安福寺

心道山 安福寺(しんどうざん あんぷくじ)は、京都府南部 木津川市にある、法然上人の教え「南無阿弥陀仏」を説く、西山浄土宗の寺院です。
開基は長保三年(西暦1001年)恵心僧都と伝えられています。

御本尊は平重衡の引導佛と伝わる、阿弥陀如来坐像(木津川市文化財指定)であります。
本堂は、通称「哀堂(あわんどう)」とも呼ばれており、重衡の死を地域の人たちが哀れみこうよばれるようになった。

平重衡について

平重衡(1157~1185)は、平清盛の五男として生まれた。
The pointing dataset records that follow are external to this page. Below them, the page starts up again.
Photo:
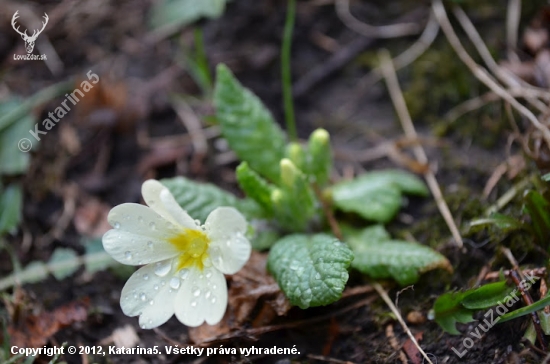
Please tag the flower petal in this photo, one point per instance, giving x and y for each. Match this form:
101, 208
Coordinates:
148, 295
202, 297
140, 235
229, 249
159, 198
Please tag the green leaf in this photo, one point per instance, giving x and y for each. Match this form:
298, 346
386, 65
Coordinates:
172, 14
294, 203
539, 211
248, 125
11, 204
63, 263
487, 295
311, 270
320, 153
503, 222
449, 310
199, 199
401, 260
12, 159
376, 195
255, 187
96, 258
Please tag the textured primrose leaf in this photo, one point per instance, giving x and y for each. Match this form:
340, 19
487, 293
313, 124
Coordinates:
199, 199
379, 257
178, 13
255, 187
294, 203
248, 125
312, 270
376, 195
11, 201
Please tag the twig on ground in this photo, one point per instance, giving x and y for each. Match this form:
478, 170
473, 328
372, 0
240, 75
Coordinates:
480, 73
397, 314
394, 344
404, 59
370, 31
513, 15
408, 127
328, 360
504, 75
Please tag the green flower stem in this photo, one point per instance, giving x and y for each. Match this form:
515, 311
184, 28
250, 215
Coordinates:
285, 70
母は正室の平時子で、宗盛、知盛の同母弟にあたる。平家の一門でも武勇にすぐれ源平の争乱では、平家方の主力として活躍し、「武勇の誉れある御仁」として知られていた。その上、牡丹の花に例えられるほど華やかで気品のある美しい男だったと伝えられている。

平重衡は、一ノ谷の合戦で捕らえられ、鎌倉に送られた後、源頼朝に丁重に遇される。
しかし、東大寺、興福寺の焼討を憎む南都衆徒の強い要求により木津川の河原で処刑されることになった。
法然上人より「南無阿弥陀仏」の御念仏を授かっていた重衡は、侍者に頼み近くの古堂より阿弥陀像を運び出し、重衡の前に安置した。

御手に掛けた紐の端を、重衡が合掌の中に収め、「一念弥陀仏 即滅無量罪 願わくは逆縁を順縁とし最後の念仏によって浄土に迎えられますように 南無阿弥陀仏」と念仏を唱え斬首されたという。

十三重之石塔

境内西側にある十三重之石塔は、寺伝によると木津川畔で処刑された平重衡の首から下(胴体)が埋葬されたと伝えられている

首洗池(くびあらいいけ)・不成柿(ならずがき)

同寺の北西には、「首洗池」と称する池が残り、文字通り重衡の首を洗った池と伝わる。首洗池は直径約一・五メートル。ミズハギなども植えられ、季節には水面を彩る。 その側には不成柿と呼ばれる柿の木がある。平重衡が最後に食べた柿の種が生長したもので、柿の実が成らないと伝えられている。

庚申堂

大宝四年(西暦704年)二月十五日、摂津国天王寺正善院毫範僧都開基と伝えられている。
御本尊は、青面庚申金剛明王が祀られている。

庚申とは60日に一度めぐってくる、庚(かのえ)申(さる)の日を意味しており、この日の夜に眠ると、人間の体の中から三尸の虫が抜け出し、帝釈天にその宿主の罪悪を報告し、その人間の寿命を縮めると言われている。ところが、三尸の虫は、人間が寝ている間にしか体から脱け出せないので、そこから庚申の夜は眠らずに過ごすという風習が行われるようになった。これを庚申待ちという。いつのころからか、庚申待ちには、この青面庚申金剛明王を本尊として拝むようになった。
また、安福寺では五穀豊穣をもたらすとして、地域の方々に信仰されている。

樹齢70年~80年のソメイヨシノの古木。
境内には五本あるが二組が対に植えられており、満開の時期には大きな一つの桜のように見え存在感があります。